Dört duvar arasında kendimizi bir anda teknolojinin içinde bulduk. Aslında biz hep teknolojiyle iç içeydik fakat kıymetini bu denli bilmiyorduk. Okullar, işyerleri evlere taşındı, market alışverişlerini internet üzerinden yapmaya başladık. Arkadaşlarımızla, ailemizle çeşitli sosyal mecralardan görüşmeye başladık. Aslında pandemi süreci ile birlikte sosyal gereksinimlerimizi, tamamen teknolojinin nimetlerinden yararlanarak gidermeye çalıştık çalışmaya da devam ediyoruz.
MİMARİDE VR NEREDE?
Peki biz teknolojinin neresindeyiz ? Hangi evresinde ? Hangi zaman dilimindeyiz ?
Yaklaşık 2 senedir gelişmelerini takip ettiğim VR dan bahsetmek gerekirse, şuan için teknolojinin zirvesi olarak görüyorum. Mimarlık ve iç mimarlık mesleklerinin kökleri çok eskiye dayanmakla birlikte usta çırak ilişkisi ile günümüzde popüleritesini korumaya devam ediyor. Her alana yayılmış olan VR teknolojisini kendi mesleğim İç mimarlık gözünden yorumlayacağım.

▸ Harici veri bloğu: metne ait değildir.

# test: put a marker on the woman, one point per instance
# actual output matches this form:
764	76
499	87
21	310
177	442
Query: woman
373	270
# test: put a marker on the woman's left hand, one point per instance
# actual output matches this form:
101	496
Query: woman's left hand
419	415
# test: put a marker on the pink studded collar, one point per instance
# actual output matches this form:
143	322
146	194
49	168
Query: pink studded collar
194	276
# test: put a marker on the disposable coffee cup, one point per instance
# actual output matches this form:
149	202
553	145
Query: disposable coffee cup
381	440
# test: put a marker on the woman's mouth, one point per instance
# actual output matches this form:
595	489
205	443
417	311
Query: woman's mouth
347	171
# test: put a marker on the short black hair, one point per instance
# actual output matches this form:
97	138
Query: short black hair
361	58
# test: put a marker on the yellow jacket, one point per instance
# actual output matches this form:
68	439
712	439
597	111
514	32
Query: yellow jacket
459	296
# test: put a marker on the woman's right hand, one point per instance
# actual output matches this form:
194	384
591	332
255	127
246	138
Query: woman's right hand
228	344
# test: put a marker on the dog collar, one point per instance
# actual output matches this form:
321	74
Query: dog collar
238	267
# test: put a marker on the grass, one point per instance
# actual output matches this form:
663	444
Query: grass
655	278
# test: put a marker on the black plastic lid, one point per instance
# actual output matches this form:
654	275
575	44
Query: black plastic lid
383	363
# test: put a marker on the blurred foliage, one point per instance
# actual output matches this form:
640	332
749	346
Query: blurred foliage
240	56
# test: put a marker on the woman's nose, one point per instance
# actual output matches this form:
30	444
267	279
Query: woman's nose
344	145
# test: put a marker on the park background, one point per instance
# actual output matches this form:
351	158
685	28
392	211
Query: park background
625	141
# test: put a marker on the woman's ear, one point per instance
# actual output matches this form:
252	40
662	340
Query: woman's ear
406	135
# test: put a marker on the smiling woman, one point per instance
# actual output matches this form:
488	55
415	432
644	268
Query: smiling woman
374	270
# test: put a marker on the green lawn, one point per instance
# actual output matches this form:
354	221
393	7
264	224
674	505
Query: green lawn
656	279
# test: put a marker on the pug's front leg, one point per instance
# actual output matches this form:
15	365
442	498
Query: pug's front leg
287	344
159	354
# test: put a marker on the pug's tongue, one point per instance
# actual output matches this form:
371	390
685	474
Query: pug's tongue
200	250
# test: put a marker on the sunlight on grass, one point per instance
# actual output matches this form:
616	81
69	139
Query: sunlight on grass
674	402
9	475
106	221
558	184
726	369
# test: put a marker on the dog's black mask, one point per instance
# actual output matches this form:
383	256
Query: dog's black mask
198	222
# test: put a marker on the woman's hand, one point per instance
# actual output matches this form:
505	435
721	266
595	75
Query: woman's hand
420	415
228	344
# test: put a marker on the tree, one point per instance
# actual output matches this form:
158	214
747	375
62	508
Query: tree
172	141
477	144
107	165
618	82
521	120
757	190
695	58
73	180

Kim bilebilirdi ki tasarımlarımızı elle çizerken zamanın bizi VR teknolojisine getireceğini. Biz tasarımcıların en önemli amacı müşterimizle olan iş alım ve iş teslim sürecini memnuniyetle devam ettirmek. Bizlere bu fırsatı veren teknoloji kuşkusuz ki VR.

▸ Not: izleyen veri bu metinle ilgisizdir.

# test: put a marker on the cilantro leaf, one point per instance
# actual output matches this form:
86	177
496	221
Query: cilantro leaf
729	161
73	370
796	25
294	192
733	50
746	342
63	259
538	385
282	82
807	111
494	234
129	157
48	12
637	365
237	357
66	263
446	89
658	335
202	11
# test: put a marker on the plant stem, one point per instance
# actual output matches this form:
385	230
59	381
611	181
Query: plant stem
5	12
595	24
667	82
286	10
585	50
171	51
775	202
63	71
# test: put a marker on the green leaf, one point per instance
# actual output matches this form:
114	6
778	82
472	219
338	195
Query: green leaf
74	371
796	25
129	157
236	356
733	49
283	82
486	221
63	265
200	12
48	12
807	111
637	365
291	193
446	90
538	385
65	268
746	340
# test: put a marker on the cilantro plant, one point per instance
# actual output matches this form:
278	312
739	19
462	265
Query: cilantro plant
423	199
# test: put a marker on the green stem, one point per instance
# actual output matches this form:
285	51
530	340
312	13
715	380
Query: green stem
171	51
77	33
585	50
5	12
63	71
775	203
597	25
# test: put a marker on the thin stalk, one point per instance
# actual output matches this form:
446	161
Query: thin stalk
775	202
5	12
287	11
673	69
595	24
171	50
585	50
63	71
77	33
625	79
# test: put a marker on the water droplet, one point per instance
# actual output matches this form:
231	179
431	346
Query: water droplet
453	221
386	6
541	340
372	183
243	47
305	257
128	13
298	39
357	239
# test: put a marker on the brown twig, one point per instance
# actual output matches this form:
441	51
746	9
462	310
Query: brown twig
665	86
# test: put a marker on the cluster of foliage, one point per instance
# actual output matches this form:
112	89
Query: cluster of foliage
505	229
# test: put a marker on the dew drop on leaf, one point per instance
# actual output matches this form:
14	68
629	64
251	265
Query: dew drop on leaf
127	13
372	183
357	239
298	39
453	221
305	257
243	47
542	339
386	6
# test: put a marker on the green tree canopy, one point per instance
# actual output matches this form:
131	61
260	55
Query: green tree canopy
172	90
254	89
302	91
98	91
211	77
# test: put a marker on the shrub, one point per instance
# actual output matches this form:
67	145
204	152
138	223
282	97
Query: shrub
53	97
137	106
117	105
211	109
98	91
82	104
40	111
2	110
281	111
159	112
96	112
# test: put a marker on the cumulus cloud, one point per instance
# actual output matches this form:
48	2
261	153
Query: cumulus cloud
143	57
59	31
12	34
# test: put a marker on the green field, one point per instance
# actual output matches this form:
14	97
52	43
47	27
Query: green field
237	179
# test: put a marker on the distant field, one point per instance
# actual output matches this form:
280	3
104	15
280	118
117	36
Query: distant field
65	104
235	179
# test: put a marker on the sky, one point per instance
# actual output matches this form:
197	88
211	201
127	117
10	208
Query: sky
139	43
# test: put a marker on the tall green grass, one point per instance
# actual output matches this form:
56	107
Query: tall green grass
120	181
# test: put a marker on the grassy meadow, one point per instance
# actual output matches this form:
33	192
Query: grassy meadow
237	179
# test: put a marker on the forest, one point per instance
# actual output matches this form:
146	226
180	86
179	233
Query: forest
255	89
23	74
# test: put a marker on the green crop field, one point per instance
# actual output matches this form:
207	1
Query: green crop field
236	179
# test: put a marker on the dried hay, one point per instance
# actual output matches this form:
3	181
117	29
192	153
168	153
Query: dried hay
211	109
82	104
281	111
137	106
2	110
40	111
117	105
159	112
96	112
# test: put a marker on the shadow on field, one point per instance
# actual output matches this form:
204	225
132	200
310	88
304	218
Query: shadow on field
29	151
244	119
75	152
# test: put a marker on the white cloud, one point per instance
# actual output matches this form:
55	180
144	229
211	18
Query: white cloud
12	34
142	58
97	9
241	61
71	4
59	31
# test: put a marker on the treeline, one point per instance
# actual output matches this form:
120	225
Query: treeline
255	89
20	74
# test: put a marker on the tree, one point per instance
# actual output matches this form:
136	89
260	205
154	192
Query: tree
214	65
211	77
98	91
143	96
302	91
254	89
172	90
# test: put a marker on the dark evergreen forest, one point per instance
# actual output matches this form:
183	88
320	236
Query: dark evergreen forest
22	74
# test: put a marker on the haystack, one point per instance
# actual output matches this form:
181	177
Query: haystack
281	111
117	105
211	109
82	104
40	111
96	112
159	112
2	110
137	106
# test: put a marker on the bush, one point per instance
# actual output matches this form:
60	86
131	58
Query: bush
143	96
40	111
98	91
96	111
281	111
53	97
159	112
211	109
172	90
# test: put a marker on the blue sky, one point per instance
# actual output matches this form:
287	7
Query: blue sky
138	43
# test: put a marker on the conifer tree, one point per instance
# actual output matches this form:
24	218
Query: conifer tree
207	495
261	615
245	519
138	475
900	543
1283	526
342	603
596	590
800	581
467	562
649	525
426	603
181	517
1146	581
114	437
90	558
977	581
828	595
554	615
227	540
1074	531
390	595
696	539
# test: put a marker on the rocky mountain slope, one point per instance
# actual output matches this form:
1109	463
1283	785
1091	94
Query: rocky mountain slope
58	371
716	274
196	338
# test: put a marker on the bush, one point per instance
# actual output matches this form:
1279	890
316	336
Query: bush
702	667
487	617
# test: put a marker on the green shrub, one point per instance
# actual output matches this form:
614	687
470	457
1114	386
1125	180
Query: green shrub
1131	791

Müşterim benden evinin giriş holünü tasarlamamı istiyor. Birlikte materyal seçmek üzere dükkanlara gidiyoruz duvarın boyasına bakıyoruz karteladan renkleri beğeniyor ama yüzünde hep bir kuşku var ‘Acaba kartelada gördüğüm rengi evimin duvarında aynı şekilde görebilir miyim?’

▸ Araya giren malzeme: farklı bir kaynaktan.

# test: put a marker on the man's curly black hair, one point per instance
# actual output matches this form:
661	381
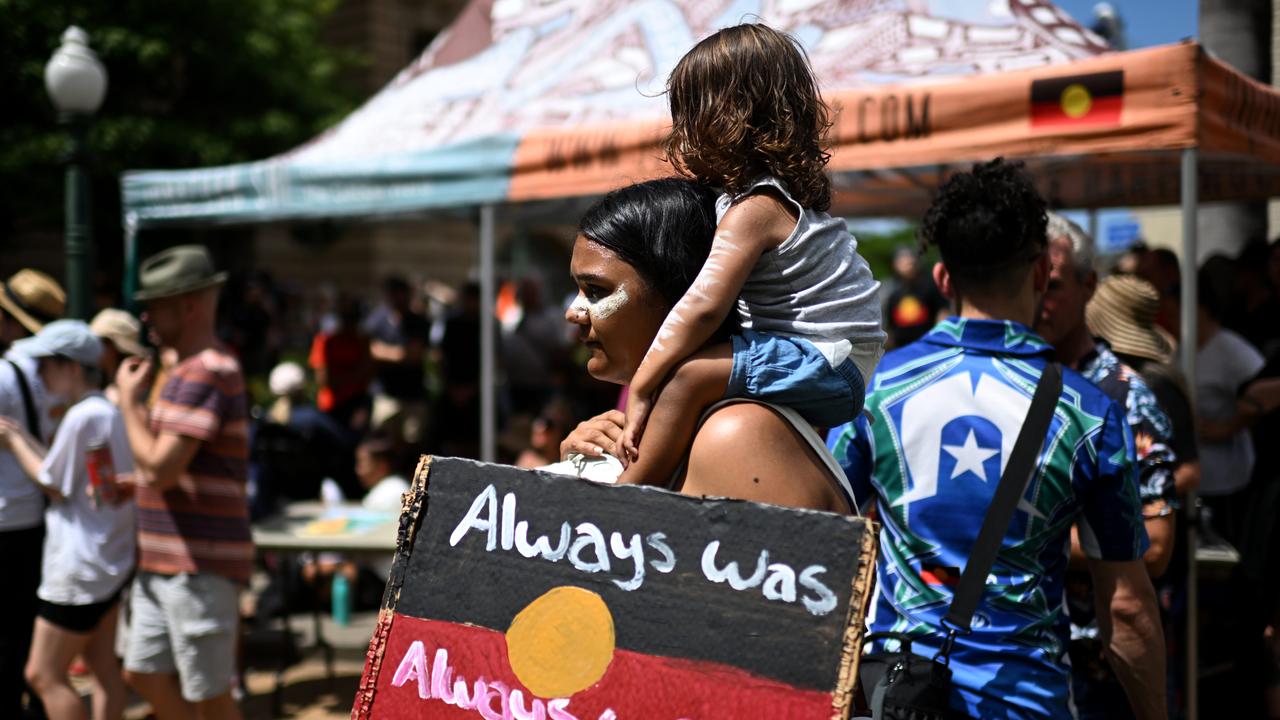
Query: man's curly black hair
986	224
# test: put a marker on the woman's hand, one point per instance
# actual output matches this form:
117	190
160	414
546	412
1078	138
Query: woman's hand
8	429
595	437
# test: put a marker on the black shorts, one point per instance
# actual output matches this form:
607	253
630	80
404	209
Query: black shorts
77	618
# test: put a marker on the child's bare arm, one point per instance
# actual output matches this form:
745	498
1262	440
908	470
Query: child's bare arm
753	226
749	228
694	384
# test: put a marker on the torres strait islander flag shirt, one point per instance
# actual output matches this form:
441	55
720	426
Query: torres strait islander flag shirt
945	414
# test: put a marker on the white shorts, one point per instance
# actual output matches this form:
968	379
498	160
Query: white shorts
186	625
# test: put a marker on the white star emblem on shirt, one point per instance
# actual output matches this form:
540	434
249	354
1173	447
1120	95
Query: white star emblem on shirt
969	458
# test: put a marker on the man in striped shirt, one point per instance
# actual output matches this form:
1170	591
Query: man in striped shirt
191	451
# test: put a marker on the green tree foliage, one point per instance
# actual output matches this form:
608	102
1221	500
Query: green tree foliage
191	83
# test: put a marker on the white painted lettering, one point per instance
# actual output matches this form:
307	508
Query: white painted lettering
781	583
730	573
657	541
485	501
542	545
634	550
589	536
826	600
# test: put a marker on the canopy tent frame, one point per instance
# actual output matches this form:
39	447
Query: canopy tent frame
1174	126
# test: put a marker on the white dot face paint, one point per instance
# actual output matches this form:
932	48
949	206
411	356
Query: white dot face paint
603	308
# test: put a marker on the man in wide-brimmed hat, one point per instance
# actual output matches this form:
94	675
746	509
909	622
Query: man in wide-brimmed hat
195	547
942	414
1073	282
28	300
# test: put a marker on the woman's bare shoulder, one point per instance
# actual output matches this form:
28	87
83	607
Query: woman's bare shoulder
749	451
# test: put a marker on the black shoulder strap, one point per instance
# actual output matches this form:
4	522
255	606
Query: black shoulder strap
1013	484
27	402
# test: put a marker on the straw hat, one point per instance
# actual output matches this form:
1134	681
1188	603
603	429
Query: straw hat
1123	311
177	270
123	329
32	299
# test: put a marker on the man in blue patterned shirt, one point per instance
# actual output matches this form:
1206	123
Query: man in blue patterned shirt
945	413
1073	279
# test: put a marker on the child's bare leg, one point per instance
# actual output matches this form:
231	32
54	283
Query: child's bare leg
693	386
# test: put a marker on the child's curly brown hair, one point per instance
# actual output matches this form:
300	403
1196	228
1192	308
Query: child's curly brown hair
744	103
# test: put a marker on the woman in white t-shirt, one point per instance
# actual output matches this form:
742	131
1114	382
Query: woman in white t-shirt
90	541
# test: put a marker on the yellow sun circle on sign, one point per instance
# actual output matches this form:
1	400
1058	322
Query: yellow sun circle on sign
1077	100
562	642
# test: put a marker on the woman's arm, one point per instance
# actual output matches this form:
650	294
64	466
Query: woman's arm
746	451
753	226
28	452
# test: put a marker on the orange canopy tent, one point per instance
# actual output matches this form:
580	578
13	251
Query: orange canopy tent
1104	131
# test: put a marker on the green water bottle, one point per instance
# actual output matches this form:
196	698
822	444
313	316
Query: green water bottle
341	597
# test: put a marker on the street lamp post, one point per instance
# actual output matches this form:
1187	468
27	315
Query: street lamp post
77	83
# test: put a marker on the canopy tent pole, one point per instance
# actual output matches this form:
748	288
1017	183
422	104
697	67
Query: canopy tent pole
488	381
131	259
1187	347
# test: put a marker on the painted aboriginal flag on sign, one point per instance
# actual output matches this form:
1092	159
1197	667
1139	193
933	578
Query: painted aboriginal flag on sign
526	596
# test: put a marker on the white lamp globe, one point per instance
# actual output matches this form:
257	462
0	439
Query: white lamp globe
74	77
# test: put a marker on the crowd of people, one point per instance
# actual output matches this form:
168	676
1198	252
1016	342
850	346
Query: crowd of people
741	323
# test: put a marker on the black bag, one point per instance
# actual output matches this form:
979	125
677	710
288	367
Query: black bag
904	686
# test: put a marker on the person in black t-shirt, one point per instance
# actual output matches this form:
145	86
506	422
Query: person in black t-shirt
398	338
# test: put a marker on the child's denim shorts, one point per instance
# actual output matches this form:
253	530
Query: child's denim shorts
791	372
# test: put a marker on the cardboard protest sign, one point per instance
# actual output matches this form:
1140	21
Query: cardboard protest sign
519	595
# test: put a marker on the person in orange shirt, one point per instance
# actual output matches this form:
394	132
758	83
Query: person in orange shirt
343	368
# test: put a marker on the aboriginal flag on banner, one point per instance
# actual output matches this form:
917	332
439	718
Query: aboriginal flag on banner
524	595
1086	100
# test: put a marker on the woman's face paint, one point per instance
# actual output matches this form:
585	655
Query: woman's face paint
600	308
616	313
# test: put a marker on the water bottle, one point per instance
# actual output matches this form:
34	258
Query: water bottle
341	597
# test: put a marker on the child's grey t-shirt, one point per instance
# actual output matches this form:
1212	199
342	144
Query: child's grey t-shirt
814	286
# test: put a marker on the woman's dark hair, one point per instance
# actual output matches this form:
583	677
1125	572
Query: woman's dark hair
744	103
987	224
662	228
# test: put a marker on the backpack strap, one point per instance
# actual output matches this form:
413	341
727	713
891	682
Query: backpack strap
1013	484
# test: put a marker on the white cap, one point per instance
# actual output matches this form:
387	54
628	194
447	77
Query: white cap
65	338
287	378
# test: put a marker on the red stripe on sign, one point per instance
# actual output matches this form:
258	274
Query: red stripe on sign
1105	110
447	670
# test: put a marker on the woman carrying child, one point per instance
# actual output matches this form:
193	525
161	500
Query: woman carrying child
90	542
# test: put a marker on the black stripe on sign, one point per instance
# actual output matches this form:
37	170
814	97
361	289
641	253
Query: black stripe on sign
677	613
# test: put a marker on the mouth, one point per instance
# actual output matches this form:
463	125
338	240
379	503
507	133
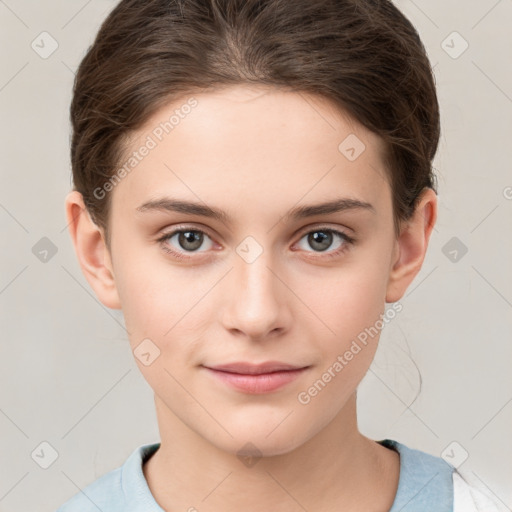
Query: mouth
256	378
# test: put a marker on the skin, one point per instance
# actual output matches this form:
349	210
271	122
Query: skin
256	153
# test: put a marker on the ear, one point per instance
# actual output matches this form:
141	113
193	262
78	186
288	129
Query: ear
411	245
91	250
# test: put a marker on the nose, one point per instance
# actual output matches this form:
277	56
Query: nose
256	300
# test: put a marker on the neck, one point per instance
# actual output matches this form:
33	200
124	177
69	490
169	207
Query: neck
337	466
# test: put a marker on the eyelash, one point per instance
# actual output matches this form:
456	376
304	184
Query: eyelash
348	240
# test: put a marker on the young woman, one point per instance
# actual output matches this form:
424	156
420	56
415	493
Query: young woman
252	185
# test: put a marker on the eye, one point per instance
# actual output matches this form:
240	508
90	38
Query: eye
186	240
189	240
322	238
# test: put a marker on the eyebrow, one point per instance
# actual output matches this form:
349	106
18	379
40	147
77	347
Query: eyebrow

Hey bir saniye! Kuşkunu gidermek için VR gözlüğü takmaya ne dersin diyorum ve müşterimin deneyiminden sonraki mutluluğu beni daha da mutlu ediyor ve işime dört elle sarılıyorum. Sonuç ise harika. Kim istemez ki eskizini yaptığı tasarımı, gerçekleşmeden sanal ortamda gözlemlemeyi?
SANAL GERÇEKLİKTEN KAÇIŞ YOK!
Peki bu VR teknolojisinin bir sonu yok mu? Her şey gibi sıradanlaşacak mı? Sorularınızı duyar gibiyim.
Tasarım ve teknoloji sonu olmayan alanlardır. Bundan 10 yıl önce bugünü hayal edemediğimiz gibi şuan da 10 yıl sonrasını hayal etmemiz bize ne kadar elle tutulur sonuç verir bilinmez ama şu bir gerçek ki teknoloji ve tasarım üstüne eklenerek devam eden alanlardır. Bundan 2-3 yıl önce hayretle baktığımız teknolojinin VR’ın alt yapısını oluşturduğu gibi. Belki bundan birkaç yıl sonraki teknolojide de VR alt yapı olarak kullanılacaktır. Ünlü düşünür Heraklileitos’un dediği gibi ‘’Değişmeyen tek şey değişimin kendisidir.’’ Bu sürecin gelişimini sizlerle birlikte merakla beklemekteyiz.